Speaking on Joy News, Stephanie S. Sullivan expressed that “Ghana’s ‘galamsey’ is on steroids now”.
“Galamsey was an issue 20 years ago and it’s kind of on steroids now. It’s not three people with a pan in the river, it’s this heavy machinery, a lot of deforestation going on. It breaks my heart to see the Ankobrah River has just become so polluted from when we were here 20 years ago. I think it’s important to be in a position to be a steward of the environment”.
“We don’t inherit the land from our ancestors, we borrow it from our children,” she stated.

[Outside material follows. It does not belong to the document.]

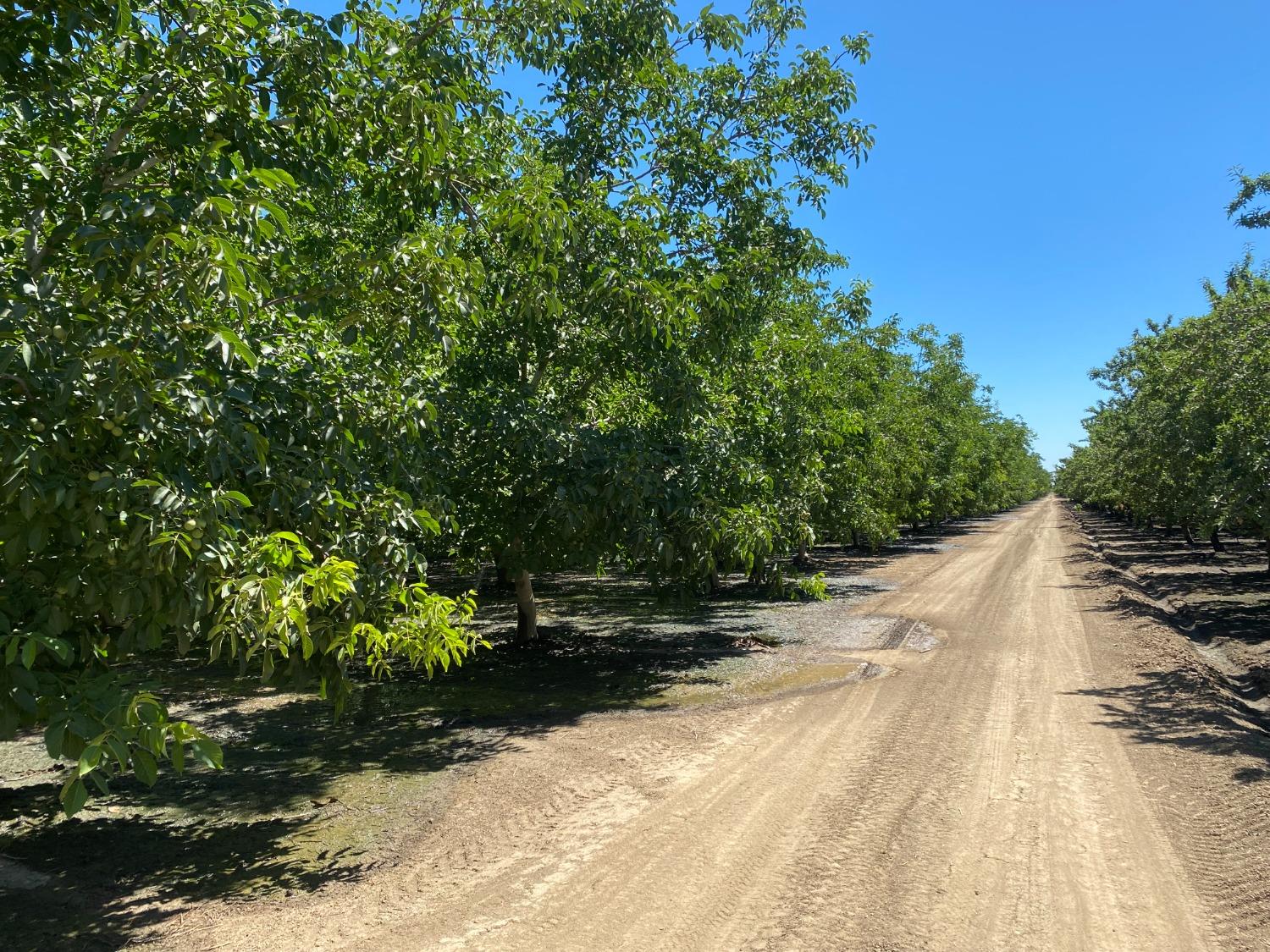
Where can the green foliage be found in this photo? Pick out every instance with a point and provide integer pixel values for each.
(1184, 434)
(292, 304)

She also raised concerns on the need for the country to conserve the environment and promote sustainable agriculture and fisheries by “stopping illegal logging, mining, and fishing, and combatting wildlife trafficking and marine plastic pollution”.
Meanwhile, government has begun prosecution of persons suspected to have engaged in illegal mining activities, otherwise known as “galamsey” in the country.
Minister of Information Kojo Oppong-Nkrumah, who disclosed this at the government’s press briefing on illegal mining in Accra said so far, there are five separate cases facing different levels of state prosecution in court.
According to him, the cases are not exhaustive, and the Attorney General’s office is readying documents for more state-level prosecution of persons who have flouted the country’s mining laws.
Findings estimate $250 million is required to reclaim lands and water bodies affected by galamsey activities in the Western Region.
Ghana is recognised today as the second-largest gold producer in Africa. It is the undisputed mining hub of West Africa.
Illegal gold mining operations are criticised heavily throughout Ghana due to their detrimental environmental effects, which many believe outweigh any possible economic and cultural justifications.
The general public, the media, and academia have raised serious concerns about the negative effects of galamsey operations and have called for its abolishment, and the restoration of the many abandoned mining sites and spoils.